Congratulations! She is adorable. I love her partial mask. Your daughter is a little cutie too! You are going to have so much fun.


----------



## Ille (Jan 9, 2011)

What a pretty little girl, and what a great name! Here's hoping to many healthy, happy and spikey years together


----------



## AngelaH (Jul 24, 2012)

What a little cutie! She looks very sweet


----------



## MrPinball (Feb 23, 2013)

Congratulations!! She's beautiful!!


----------



## fionas_mommy (Oct 27, 2012)

Ahh I was actually thinking about this yesterday but I was away all weekend so I couldn't check, but congrats! Soo sweet. I loveeee split masks! Congrats on your new little cutie =)


----------



## reedwoman814 (Mar 4, 2013)

Thank you so much everyone. More pica will definitely be coming. I'm so in love with this little hog!


----------



## reedwoman814 (Mar 4, 2013)




----------



## momIImany (Oct 14, 2012)

LOL, love them. She is such a cutie! Love the splat.


----------



## reedwoman814 (Mar 4, 2013)

I want to post you guys a video I took today. Not sure if this will work.

http://s42.photobucket.com/user/reedwoman814/media/004.mp4.html?sort=3&o=0 This is the link.


----------



## momIImany (Oct 14, 2012)

Yes, it worked! She is sooooo cute. I love how she just fell asleep on your chest. What did you use to video her? The only camera I own is on my phone and it doesn't take video.


----------



## reedwoman814 (Mar 4, 2013)

My actual camera. It's a sony cybershot and it does video.  I'm glad it worked! I love her little lip smack at the end.


----------



## bugster (Aug 18, 2012)

Aeris is so cute! I love the two different colors near her nose.


----------



## reedwoman814 (Mar 4, 2013)

Thank you  She's my spoiled rotten baby. lol 

I found out that some of my friends couldn't see the video because they didn't have photobucket accounts, so uploaded it to youtube, too.


----------



## smuffini (Mar 5, 2013)

Now that they are getting awfully close to that 9 week age. What color do you think aeris is? In some pictures she almost looks brown-ish.
while Desoto looks more grey/light grey.
could just be the pictures tho


----------



## reedwoman814 (Mar 4, 2013)

Aeris is definitely more brown. Her white quills are more cream now, and her bands are tan and brown.


----------



## smuffini (Mar 5, 2013)

Yea, his white quills are like pure white and his "black" quills are light grey. Few are still a bit darker though.


----------



## reedwoman814 (Mar 4, 2013)

It's been a long time since I updated the forums about how Aeris is doing. She's doing fine. She's 4 1/2 months old now and I love her so much. I'm so happy with our choice to get a hedgehog.
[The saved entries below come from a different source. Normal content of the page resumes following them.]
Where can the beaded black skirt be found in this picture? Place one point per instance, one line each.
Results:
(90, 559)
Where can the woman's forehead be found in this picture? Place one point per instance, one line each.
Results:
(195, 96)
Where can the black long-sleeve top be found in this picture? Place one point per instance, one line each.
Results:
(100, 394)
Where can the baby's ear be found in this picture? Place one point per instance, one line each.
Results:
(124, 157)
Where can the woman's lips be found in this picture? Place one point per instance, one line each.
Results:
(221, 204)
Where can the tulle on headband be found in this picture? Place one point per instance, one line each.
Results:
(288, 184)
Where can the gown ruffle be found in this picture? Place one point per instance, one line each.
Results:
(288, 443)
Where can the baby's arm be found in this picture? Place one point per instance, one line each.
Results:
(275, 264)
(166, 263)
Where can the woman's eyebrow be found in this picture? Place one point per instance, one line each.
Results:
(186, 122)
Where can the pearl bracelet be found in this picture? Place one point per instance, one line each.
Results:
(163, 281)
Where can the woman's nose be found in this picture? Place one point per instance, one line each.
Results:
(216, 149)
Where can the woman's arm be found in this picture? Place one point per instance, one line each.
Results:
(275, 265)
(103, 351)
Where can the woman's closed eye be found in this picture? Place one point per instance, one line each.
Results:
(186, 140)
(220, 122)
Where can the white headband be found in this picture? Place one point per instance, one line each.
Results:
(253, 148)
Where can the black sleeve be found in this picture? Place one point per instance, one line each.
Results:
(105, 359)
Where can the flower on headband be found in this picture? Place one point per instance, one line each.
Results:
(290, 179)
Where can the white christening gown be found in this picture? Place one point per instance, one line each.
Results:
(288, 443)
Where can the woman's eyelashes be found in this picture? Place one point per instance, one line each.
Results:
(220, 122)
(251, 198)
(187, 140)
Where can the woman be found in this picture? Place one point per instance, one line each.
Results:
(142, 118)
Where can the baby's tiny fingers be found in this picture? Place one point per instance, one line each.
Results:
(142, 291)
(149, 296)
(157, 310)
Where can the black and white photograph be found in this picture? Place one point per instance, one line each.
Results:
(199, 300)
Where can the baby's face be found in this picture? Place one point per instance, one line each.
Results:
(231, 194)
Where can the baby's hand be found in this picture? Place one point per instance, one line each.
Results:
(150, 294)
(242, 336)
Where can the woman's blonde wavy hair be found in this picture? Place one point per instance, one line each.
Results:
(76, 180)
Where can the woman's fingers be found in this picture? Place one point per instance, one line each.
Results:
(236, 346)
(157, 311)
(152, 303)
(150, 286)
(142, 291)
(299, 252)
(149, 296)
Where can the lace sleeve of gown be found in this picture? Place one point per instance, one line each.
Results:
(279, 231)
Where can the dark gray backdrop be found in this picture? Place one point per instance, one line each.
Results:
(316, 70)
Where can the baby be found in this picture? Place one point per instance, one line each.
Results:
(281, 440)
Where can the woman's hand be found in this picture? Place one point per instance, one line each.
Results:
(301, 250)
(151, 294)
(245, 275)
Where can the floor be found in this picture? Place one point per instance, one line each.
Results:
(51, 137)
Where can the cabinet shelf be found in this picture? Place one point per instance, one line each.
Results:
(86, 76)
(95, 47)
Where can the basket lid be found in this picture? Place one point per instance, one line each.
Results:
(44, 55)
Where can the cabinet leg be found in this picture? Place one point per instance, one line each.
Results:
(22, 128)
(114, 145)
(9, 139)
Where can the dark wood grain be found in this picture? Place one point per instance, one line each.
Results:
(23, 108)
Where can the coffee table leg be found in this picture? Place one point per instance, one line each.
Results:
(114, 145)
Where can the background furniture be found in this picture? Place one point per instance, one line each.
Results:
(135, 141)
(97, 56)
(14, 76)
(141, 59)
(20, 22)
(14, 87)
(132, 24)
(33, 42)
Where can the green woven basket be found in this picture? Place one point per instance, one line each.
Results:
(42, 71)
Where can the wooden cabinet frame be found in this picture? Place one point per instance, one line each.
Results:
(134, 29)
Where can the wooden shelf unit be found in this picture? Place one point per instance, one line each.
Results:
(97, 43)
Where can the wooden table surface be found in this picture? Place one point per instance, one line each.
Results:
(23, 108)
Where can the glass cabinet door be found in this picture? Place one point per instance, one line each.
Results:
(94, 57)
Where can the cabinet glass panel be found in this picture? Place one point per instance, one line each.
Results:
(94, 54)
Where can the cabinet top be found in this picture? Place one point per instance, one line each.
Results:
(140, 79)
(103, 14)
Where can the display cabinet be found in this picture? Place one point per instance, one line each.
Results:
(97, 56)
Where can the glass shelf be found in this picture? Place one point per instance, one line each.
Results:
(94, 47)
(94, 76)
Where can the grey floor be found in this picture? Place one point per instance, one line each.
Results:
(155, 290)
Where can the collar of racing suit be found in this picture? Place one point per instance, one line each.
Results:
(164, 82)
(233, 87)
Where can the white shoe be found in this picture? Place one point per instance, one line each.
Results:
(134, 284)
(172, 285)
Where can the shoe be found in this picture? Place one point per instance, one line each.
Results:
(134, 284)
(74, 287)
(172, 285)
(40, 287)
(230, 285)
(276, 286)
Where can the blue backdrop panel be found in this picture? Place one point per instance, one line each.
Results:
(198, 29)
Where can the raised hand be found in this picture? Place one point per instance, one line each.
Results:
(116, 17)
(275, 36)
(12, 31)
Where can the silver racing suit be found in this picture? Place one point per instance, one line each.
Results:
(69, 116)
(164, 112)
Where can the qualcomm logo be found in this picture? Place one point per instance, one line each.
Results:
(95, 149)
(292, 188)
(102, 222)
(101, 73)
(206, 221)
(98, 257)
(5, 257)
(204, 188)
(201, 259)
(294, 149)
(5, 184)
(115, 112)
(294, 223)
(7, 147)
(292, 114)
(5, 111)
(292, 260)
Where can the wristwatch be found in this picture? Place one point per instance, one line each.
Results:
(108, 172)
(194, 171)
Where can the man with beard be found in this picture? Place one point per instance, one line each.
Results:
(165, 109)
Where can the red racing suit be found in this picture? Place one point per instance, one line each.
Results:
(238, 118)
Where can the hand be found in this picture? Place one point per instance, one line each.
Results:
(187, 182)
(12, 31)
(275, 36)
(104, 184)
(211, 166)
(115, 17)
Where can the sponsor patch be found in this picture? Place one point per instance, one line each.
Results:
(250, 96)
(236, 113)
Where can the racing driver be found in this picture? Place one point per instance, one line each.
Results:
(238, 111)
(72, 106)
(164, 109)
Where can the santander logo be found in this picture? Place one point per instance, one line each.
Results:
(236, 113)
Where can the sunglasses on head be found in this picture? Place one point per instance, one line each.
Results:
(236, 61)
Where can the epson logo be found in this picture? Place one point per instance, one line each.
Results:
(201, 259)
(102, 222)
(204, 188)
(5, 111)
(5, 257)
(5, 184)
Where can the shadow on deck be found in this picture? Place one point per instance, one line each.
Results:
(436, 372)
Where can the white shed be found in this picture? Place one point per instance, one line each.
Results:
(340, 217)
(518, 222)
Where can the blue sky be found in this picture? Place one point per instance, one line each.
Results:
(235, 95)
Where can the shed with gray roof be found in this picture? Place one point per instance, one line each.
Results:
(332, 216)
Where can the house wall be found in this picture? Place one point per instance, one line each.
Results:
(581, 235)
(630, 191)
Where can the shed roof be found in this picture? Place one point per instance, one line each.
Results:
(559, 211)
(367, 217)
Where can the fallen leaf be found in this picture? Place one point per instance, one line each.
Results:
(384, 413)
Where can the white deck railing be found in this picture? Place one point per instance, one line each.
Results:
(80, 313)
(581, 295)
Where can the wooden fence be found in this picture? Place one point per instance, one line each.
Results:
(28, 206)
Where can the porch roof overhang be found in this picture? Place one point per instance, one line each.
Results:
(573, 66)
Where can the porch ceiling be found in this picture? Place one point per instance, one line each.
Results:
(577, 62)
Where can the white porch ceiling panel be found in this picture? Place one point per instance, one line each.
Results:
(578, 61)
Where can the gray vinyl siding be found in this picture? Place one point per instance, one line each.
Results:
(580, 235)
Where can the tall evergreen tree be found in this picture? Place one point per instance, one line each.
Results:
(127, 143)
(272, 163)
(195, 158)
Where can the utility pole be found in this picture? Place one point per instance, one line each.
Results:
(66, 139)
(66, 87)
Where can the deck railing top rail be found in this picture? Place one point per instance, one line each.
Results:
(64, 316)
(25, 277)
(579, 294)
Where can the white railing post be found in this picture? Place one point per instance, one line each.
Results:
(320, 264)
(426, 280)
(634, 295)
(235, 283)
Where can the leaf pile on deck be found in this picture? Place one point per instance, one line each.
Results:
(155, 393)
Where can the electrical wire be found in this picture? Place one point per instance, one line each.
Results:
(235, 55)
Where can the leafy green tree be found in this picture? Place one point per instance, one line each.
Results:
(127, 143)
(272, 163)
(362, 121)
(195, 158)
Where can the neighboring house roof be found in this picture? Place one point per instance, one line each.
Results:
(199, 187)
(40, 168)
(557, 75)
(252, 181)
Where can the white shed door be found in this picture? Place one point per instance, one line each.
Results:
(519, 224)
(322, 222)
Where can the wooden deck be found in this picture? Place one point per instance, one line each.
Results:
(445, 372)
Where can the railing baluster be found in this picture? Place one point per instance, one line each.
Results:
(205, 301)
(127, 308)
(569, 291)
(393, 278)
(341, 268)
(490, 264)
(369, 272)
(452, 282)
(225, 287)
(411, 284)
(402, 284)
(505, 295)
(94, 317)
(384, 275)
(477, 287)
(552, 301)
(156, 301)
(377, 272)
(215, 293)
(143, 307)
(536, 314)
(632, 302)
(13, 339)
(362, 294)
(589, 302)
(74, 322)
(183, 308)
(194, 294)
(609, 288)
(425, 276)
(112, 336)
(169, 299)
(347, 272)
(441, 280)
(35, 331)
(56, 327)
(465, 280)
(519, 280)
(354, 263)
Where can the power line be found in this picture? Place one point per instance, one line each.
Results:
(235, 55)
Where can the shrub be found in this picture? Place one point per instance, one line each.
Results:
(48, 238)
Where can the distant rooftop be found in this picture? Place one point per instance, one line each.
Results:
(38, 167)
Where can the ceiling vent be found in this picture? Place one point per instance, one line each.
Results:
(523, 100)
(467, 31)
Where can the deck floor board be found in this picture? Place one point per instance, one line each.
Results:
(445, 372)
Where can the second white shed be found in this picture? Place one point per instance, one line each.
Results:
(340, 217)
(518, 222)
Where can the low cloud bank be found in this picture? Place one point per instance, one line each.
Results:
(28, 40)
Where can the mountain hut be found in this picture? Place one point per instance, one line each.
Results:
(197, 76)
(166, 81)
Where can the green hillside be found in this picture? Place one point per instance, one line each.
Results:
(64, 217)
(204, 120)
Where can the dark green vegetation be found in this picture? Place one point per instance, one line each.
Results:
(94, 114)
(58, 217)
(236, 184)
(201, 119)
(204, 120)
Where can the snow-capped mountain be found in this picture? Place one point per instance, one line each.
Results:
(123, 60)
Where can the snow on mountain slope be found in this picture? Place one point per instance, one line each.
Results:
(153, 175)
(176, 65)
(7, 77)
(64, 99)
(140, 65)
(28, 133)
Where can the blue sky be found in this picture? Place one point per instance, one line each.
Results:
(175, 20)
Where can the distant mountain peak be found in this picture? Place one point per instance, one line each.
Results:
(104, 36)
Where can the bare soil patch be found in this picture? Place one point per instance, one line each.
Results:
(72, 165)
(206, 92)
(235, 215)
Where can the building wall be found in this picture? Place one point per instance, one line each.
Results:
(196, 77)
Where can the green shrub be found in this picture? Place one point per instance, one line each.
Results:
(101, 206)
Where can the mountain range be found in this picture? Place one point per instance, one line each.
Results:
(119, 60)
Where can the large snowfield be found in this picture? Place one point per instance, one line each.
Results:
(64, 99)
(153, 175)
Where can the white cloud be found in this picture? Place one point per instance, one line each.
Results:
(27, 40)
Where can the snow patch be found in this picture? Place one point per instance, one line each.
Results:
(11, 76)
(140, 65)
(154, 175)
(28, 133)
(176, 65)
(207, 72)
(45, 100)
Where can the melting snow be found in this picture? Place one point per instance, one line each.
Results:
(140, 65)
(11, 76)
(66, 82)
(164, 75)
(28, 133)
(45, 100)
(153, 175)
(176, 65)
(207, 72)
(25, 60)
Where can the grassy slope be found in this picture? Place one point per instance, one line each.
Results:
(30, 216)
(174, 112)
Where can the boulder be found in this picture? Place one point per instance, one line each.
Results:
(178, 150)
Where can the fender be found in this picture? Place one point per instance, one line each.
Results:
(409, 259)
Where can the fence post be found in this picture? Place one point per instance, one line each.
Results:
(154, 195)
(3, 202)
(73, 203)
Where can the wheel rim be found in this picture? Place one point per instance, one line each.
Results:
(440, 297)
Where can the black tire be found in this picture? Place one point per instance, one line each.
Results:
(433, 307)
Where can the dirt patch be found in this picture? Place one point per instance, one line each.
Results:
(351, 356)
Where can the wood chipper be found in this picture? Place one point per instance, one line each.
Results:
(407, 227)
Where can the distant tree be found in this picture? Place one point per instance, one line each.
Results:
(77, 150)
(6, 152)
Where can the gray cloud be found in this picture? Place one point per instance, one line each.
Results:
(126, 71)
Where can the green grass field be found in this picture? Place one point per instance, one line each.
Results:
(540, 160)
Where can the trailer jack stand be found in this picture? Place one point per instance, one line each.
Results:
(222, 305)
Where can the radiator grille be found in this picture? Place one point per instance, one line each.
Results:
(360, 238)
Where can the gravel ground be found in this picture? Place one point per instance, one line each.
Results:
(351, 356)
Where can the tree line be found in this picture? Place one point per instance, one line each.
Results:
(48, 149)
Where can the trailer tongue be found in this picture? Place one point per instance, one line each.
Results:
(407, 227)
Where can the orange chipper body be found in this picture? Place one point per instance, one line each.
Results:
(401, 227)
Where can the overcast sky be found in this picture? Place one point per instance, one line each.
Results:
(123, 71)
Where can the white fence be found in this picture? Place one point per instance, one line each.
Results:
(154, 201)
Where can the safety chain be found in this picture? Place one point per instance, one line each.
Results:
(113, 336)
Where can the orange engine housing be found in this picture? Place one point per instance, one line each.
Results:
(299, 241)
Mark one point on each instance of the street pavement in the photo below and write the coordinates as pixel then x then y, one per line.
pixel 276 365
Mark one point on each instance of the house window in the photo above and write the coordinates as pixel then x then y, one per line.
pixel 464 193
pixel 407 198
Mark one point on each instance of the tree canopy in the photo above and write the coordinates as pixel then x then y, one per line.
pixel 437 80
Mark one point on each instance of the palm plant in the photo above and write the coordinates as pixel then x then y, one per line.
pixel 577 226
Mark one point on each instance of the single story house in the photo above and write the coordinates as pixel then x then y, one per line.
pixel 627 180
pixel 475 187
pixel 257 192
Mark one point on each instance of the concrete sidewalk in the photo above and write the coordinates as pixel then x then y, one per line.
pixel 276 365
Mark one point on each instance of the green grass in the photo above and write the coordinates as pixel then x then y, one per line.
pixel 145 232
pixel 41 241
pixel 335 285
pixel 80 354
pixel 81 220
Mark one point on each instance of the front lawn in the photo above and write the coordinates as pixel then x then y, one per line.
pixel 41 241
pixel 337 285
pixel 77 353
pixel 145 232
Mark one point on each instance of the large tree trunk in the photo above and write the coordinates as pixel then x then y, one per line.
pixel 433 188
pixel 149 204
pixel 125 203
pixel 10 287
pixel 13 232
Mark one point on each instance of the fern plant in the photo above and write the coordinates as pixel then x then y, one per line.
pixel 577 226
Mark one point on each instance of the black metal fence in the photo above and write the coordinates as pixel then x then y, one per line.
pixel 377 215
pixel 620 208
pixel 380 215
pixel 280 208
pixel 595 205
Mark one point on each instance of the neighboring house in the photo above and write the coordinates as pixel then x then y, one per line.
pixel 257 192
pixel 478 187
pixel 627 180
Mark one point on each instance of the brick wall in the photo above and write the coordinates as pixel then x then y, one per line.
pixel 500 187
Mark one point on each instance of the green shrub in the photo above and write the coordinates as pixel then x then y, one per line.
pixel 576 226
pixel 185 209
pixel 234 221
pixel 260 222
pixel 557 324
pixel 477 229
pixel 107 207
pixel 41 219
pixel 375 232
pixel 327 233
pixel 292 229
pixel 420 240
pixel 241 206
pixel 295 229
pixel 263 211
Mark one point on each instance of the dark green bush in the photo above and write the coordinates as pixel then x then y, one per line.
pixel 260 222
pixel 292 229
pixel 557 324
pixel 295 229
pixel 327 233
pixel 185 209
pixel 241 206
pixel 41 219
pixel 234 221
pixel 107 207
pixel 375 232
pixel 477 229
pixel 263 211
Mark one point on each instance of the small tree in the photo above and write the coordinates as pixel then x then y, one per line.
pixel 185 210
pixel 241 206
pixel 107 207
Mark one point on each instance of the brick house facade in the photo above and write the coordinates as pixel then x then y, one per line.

https://www.facebook.com/photo.php?v=10151658008102095&set=vb.544487094&type=3


----------



## shetland (Sep 2, 2008)

Thank you for the update. Aeris is as precious and gorgeous as ever! The video is wonderful as your videos always are; the hedgie sound effects are fabulous!!!! I like to listen to your videos over and over again. Thank you!


----------



## reedwoman814 (Mar 4, 2013)

Aeris is 5 months old now and barely has any black left on her face. She went to the vet today to get revolution.


----------